Clean Up in Aisle One

"Grateful to have finished the process of dissolving my marriage with Jeff with support from each other and everyone who reach out to us in kindness. Happy to be giving him all of my interests in the Washington Post and Blue Origin, and 75% of our Amazon stock plus voting control of my shares to support his continued contributions with the teams of these incredible companies." That was MacKenzie Bezos confirming that Jeff will retain all the control he needs to call the shots at Amazon. Their post-divorce comments on social media were so positive, maybe the romance will one day re ... wait for it ... Kindle.

8

University Slickers

"I did not know—even after four years at the institution—that the school's impressive matriculation list was not the simple by-product of excellent teaching, but was in fact the end result of parental campaigns undertaken with the same level of whimsy with which the Japanese Navy bombed Pearl Harbor." Caitlin Flanagan with some reflections on the college admissions scandal.
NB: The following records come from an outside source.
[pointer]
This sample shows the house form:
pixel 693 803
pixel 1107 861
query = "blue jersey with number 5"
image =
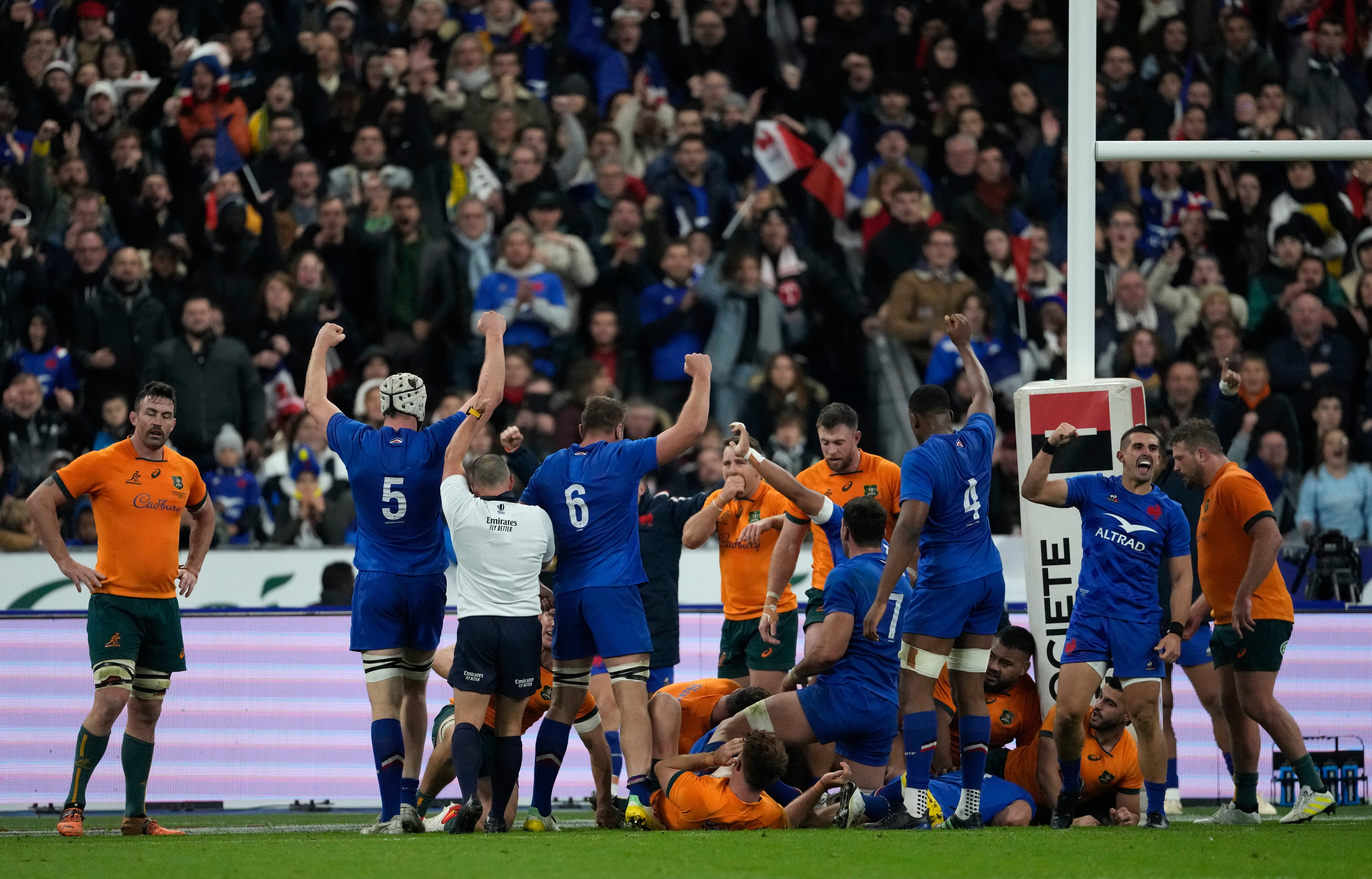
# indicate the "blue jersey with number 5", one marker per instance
pixel 873 667
pixel 951 473
pixel 394 476
pixel 592 496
+ Helping your kids get into the best school by artificially boosting their achievements is so passé at this point. The hip way to help is by hamstringing the kids they're competing against. WaPo: When parents are so desperate to get their kids into college that they sabotage other students.

9

Basil Leaves Something to Be Desired

"The research showed, counterintuitively, that exposing plants to light 24 hours a day generated the best taste. The research group plans to study how the technology might improve the disease-fighting capabilities of plants as well as how different flora may respond to the effects of climate change." Artificial Intelligence may one day destroy humanity. But in the meantime, it's making pesto taste better.

10

Bottom of the News

"Welcome to the quasi-underground Trader Joe's reselling economy. Though the chain has 484 stores around the continental United States in 41 states and Washington D.C., it has no international locations or e-commerce business." Inside The Trader Joe's Black Market — Where Everything Bagel Seasoning Costs $22.

+ MDMA Made Older Mice Start Socializing Like Teenagers (which made the other mice want to get out of the hot tub as quickly as they could).

+ Even in this era, it's sad that a White House "Director of Strategic Communications" is unwilling to dispute her boss's latest claim: That the sound of windmills causes cancer.